The pilot of the R44 held a commercial pilot certificate with rotorcraft-helicopter and instrument ratings. The pilot also held a flight instructor certificate with helicopter and instrument helicopter privileges. As an instrument instructor I am sure the pilot had practiced instrument flying with a vision restriction device. However, there is a significant difference between practicing with a hood and losing all visual references while under stress.

HEMS history

Tuesday, February 14th, 2012

Most people remember the TV show MASH. Set during the Korean War, it featured patients being flown into a Mobile Army Surgical Hospital (MASH) with Bell 47 helicopters. In the beginning of the conflict the helicopters would occasionally pick up wounded soldiers when not busy with other missions. When doctors started noting that the survival rate increased when patients were transported by air, the Army took notice. The military started dedicating helicopters to medevac missions and when the Korean War ended over 22,000 wounded troops were transported by helicopters resulting in a lower mortality rate than previous wars. The Army further developed this concept with the Vietnam War by adding more sophistication, like in-flight medical care. Mortality rates continued falling and during the course of this conflict more than 800,000 wounded soldiers were transported.

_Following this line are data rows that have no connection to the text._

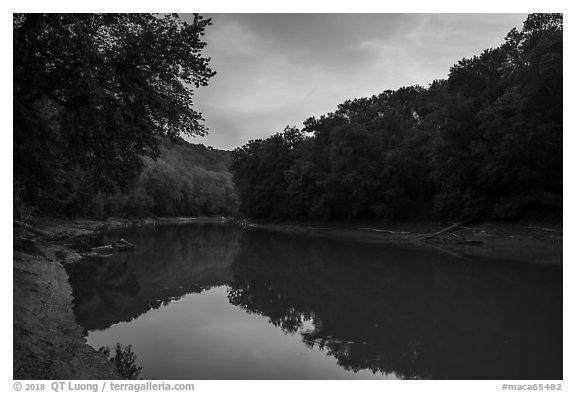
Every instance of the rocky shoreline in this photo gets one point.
(49, 344)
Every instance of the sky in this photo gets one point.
(277, 70)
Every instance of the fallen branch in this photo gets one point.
(436, 234)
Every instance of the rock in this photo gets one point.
(106, 248)
(123, 245)
(68, 256)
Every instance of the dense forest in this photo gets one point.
(101, 102)
(484, 143)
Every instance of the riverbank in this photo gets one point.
(49, 344)
(525, 242)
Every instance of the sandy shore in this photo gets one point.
(49, 344)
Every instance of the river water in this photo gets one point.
(218, 302)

Many returning military personnel understand the advantages of transporting trauma patients by helicopter first hand and starting applying these concepts to the civilian world. In 1970, the Maryland State Police Air Unit transported the first trauma patient by helicopter. Two years later the first hospital based helicopter program was launched at St. Anthony’s Hospital in Denver, Colorado.  By 1980, there were roughly 32 hospital based programs flying about 17,000 patients a year.

At this point the HEMS (Helicopter Emergency Medical Service) was a proven concept and the industry began to really organize. Medical interiors started getting more sophisticated and standards, guidelines and training programs for crew members were developed. By 2000, the number of programs had grown to 231 operating over 400 aircraft. Today, there are over 300 air medical programs operating about 900 helicopters.